I like that there are election prediction markets and I get the points that Rothschild and Sethi make above about their value, especially when incorporating breaking news.
From the other direction, I would paradoxically say that I like markets to the extent that the bettors are doing little more than efficiently summarizing the news. I wouldn’t be so happy if market players are taking advantage of inside information; or using the markets to manipulate expectations; or, even worse, throwing elections in order to make money. I’m not saying that all these things are being done; I’m just wary of justifications of election markets that claim that bettors are adding information to the system. Efficient aggregation of public information would be enough.

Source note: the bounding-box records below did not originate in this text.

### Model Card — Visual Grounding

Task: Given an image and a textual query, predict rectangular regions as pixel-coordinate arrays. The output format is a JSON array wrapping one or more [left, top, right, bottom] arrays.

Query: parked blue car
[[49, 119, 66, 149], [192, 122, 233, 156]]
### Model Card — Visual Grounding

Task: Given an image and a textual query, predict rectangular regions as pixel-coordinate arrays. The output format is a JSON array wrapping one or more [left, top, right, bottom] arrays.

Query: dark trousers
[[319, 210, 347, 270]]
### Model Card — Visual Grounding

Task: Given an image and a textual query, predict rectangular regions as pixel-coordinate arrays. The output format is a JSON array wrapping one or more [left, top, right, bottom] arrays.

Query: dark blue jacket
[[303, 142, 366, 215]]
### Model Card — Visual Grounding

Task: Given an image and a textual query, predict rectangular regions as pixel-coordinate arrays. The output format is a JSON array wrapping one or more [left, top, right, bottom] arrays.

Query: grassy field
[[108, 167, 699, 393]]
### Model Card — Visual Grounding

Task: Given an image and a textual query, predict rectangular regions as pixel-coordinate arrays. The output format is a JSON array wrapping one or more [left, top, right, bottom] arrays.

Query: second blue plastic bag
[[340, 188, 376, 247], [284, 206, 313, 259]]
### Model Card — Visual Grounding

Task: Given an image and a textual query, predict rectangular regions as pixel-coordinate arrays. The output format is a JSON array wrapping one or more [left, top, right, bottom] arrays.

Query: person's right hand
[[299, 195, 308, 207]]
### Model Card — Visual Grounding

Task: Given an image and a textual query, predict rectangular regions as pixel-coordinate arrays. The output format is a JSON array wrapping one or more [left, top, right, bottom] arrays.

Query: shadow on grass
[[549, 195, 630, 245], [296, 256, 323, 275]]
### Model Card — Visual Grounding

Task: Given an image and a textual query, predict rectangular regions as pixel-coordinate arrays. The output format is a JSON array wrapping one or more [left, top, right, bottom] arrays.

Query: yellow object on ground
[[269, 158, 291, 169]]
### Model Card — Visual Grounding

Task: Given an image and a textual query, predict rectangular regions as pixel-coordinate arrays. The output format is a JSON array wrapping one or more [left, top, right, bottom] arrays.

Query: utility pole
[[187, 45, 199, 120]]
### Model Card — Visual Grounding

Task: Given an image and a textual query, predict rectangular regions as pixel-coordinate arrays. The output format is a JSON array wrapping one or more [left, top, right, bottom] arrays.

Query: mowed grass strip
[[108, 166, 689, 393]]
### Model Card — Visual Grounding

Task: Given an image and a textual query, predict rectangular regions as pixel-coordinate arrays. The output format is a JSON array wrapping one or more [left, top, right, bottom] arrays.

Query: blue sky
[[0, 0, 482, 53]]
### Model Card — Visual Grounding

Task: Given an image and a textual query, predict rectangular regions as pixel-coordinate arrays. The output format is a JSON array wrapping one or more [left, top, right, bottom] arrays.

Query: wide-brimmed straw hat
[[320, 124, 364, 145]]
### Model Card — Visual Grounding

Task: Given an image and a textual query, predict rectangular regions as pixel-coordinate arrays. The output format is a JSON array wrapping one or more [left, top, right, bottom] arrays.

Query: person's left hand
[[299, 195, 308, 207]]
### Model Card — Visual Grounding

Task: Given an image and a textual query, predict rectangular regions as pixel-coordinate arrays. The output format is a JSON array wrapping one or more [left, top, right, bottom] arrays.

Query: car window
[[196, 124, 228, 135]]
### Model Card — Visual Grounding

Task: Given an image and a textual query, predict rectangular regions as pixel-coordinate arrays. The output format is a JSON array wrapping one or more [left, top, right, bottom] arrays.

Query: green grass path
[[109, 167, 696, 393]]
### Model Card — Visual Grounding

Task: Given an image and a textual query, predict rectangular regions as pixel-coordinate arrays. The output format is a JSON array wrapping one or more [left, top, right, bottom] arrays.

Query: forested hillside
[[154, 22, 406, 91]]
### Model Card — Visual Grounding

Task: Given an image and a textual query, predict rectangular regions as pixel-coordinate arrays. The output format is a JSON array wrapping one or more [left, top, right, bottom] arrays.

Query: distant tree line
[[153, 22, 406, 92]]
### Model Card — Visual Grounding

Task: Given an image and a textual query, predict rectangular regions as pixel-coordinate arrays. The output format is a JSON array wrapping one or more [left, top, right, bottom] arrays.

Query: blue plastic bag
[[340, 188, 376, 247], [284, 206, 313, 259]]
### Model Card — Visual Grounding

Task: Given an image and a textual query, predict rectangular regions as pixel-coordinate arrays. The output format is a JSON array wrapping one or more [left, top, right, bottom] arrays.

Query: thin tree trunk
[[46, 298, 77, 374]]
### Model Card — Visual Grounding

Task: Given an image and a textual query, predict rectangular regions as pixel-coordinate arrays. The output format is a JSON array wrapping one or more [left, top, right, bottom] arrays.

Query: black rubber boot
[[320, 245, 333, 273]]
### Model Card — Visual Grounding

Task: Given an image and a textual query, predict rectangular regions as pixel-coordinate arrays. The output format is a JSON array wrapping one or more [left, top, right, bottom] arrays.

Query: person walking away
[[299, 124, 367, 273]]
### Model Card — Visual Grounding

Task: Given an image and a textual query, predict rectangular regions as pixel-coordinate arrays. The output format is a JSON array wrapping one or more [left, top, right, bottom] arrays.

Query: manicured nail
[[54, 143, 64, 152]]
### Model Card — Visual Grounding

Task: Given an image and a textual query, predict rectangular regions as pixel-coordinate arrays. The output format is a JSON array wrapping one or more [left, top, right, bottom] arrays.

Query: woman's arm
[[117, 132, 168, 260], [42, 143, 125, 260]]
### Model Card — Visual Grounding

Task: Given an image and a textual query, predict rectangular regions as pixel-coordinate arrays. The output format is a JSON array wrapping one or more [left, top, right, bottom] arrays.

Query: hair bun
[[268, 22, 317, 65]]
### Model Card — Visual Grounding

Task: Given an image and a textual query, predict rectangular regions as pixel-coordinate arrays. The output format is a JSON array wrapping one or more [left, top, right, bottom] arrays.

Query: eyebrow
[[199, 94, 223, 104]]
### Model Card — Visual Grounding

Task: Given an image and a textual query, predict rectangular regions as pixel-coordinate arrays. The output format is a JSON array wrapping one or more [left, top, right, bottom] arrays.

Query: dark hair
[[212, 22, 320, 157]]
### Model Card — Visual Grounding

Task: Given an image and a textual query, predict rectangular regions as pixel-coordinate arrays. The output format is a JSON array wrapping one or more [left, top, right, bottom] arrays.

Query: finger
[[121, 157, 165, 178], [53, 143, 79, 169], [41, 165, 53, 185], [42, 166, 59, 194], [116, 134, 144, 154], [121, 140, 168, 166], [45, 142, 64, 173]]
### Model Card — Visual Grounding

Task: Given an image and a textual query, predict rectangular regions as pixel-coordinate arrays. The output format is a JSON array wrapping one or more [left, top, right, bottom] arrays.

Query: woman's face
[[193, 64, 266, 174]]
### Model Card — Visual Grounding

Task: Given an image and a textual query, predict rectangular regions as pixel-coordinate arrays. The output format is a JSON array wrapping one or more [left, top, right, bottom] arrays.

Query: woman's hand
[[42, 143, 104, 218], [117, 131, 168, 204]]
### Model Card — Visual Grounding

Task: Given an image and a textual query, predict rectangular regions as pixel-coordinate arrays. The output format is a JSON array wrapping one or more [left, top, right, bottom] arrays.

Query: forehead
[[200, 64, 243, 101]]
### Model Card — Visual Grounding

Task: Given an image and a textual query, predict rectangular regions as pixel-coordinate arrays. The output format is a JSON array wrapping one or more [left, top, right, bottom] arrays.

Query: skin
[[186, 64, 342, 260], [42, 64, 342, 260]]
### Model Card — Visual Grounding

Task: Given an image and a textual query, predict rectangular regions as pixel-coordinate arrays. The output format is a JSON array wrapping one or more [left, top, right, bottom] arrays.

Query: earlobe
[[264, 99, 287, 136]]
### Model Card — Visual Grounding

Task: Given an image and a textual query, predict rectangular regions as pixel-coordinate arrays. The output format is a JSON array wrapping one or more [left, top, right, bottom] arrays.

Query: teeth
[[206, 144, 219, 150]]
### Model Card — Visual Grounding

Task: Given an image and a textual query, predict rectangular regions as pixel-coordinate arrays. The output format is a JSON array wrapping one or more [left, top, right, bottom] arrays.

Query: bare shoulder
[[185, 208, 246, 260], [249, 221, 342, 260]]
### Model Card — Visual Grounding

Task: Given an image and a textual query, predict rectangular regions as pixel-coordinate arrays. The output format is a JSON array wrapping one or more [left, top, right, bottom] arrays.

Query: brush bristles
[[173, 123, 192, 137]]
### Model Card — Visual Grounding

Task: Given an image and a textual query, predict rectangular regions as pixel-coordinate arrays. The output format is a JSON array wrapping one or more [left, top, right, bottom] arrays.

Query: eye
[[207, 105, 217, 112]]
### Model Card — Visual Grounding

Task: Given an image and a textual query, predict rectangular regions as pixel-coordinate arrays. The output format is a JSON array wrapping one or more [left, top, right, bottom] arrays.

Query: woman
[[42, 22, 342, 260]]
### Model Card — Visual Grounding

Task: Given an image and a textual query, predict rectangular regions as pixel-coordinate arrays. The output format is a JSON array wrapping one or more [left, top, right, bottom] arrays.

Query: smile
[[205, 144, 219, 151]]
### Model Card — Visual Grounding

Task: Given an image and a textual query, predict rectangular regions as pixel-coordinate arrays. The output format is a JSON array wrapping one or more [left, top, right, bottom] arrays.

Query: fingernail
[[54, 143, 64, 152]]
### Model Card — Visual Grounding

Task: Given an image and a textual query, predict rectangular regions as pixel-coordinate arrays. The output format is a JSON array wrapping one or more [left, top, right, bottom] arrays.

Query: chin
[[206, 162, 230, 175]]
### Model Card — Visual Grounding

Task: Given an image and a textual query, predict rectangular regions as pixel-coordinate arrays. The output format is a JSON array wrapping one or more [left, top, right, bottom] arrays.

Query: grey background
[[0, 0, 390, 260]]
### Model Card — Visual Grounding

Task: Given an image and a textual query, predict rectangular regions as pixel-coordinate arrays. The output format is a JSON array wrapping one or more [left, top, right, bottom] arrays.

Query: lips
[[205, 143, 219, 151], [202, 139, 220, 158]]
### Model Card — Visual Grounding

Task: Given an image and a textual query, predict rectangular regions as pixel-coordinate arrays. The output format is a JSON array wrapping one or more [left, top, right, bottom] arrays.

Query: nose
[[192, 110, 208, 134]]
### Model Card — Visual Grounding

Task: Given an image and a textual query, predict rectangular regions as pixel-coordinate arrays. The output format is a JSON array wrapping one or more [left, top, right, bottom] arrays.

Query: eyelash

I do like the idea of prediction markets for scientific replication because, why not? For me, it’s not so much about people “putting their money where their mouth is” but rather a way to get some quantification of replication uncertainty, in a world where Harvard professors are flooding the zone with B.S.
At the other extreme, no, I don’t favor the idea of a government-sponsored prediction market on terrorism run by an actual terrorist. In the abstract, I’m in favor of the rehabilitation of convicted criminals, but I have my limits.
Prediction markets are worth thinking about, and we should understand them in different contexts, not just as competition with the polls or as some idealized vision of free markets.